Another aspect of Mauzo’s personality is his activism right from the time of the fight to retain Goa’s identity during the historic Opinion Poll. He even suffered multiple police lathi blows when he was in the Steering Committee of Goa’s popular successful movement Konkani Porjecho Awaz which demanded Official Language Status for Konkani, Statehood for Goa and inclusion of Konkani in the 8th Schedule, all achieved by 1992. In 2015, following the assassinations of intellectuals like Dabholkar, Kalburgi and Pansare, Mauzo chaired the Dakshinayan Abhiyan - a movement against caste discrimination and attacks against intellectuals and rationalism (Rajmohan Gandhi was a co-panelist). He spoke out against the stifling of freedom of expression in India and ‘moral policing by proponents of mono-culturism’. He wrote a strong letter to Sahitya Akademi (where he had served a five-year term on the Executive Board) asking them to speak out against the rising intolerance. The Karnataka SIT probing the 2017 murder of journalist-activist Gauri Lankesh found that there was a threat to Mauzo’s life by right-wing extremist outfits, for which, he has been given 24/7 police protection. 

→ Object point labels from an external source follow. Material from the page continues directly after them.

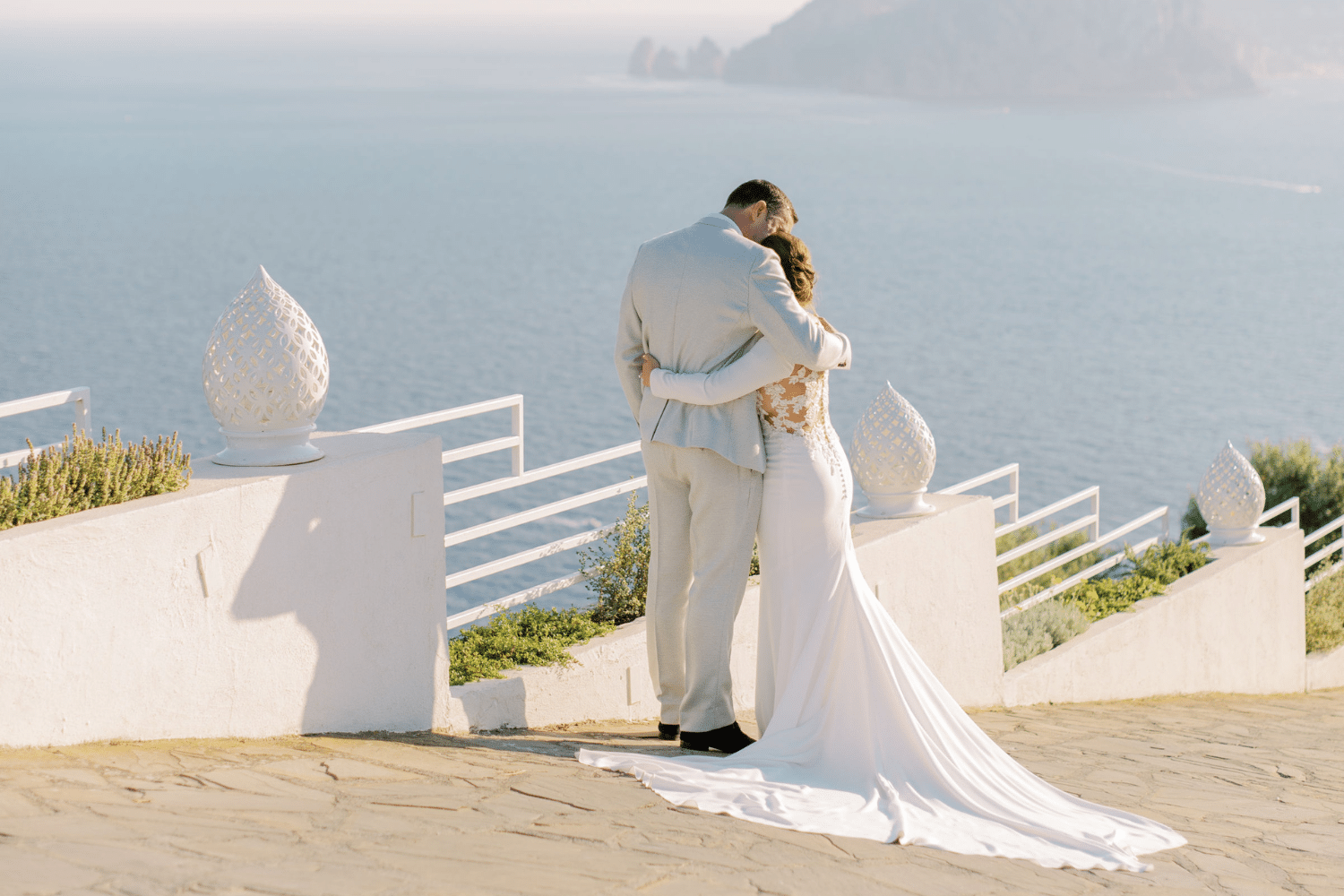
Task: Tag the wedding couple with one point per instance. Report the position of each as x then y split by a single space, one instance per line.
725 365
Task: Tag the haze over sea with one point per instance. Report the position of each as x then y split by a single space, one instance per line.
1104 295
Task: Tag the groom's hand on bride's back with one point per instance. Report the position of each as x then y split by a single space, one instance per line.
650 365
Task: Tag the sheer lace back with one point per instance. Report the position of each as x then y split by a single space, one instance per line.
797 406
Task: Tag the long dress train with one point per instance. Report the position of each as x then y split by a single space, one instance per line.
860 737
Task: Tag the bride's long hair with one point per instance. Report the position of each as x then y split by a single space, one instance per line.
797 263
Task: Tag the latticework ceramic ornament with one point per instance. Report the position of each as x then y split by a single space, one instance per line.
892 455
1231 497
265 375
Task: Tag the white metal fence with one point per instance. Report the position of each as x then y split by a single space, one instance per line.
519 477
80 397
1088 521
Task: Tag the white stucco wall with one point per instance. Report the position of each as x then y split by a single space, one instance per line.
1236 626
255 602
935 575
1325 670
609 680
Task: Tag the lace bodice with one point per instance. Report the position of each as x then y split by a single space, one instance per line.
798 406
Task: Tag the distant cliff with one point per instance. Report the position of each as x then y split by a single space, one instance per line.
992 50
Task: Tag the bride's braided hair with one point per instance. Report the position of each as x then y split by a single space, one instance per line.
797 263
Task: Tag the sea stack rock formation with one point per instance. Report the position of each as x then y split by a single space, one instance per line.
997 50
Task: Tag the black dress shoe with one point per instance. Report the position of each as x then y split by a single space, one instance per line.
726 739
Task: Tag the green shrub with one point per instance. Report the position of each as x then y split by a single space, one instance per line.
1290 469
1051 622
80 474
620 567
1039 629
527 637
1137 578
1038 556
1325 614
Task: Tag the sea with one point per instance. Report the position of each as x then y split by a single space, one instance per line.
1105 295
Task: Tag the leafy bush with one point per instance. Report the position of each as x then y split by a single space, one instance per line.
1038 556
620 567
1290 469
1051 622
1136 578
1325 614
1039 629
80 474
527 637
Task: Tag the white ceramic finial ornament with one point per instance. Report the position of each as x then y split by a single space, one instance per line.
265 375
1231 497
892 455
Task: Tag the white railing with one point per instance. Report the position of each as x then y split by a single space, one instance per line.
1089 521
80 397
519 477
1010 500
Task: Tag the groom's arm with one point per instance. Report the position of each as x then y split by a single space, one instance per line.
629 347
797 336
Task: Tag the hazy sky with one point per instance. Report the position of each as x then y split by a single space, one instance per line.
389 11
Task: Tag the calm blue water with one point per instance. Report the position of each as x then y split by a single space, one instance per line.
1075 289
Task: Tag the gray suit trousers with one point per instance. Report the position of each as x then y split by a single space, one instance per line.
703 513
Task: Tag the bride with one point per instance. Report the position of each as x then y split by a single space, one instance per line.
859 737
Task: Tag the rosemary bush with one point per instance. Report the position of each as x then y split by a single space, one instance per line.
527 637
80 474
620 567
1051 622
1325 614
1037 557
1288 469
1039 629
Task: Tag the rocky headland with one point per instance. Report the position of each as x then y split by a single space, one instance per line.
989 50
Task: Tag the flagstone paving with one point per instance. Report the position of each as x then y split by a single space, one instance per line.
1255 783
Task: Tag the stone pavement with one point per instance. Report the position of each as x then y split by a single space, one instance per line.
1255 783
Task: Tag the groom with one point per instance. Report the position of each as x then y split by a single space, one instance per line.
695 300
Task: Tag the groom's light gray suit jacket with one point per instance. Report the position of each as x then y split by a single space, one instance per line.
695 300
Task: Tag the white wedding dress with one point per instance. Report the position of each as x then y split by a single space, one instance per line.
859 737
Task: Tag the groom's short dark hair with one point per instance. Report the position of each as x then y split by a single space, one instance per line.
776 203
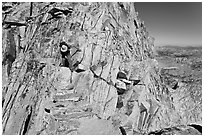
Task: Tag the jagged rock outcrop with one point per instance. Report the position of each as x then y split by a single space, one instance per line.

Despite, being buffeted by serious health issues – retinal detachment, open heart surgery, cancer and a rare macular-hole surgery, Mauzo still leads a very busy life.

At a personal level, I feel privileged to be his close friend and to have translated three collections of his stories These Are My Children (Katha), Teresa’s Man (Rupa) nominated for the Frank O’Connor International Prize and the novella Tsunami Simon (Ponytale). Yet another collection -The Wait will shortly be published by Penguin-Random House.

Jnanpith Awardee Damodar Mauzo will be shortly felicitated by several Goan organisations at the hands of eminent novelist Amitav Ghosh the first writer to bag the Jnanpith for English, at Ravindra Bhavan, Margao.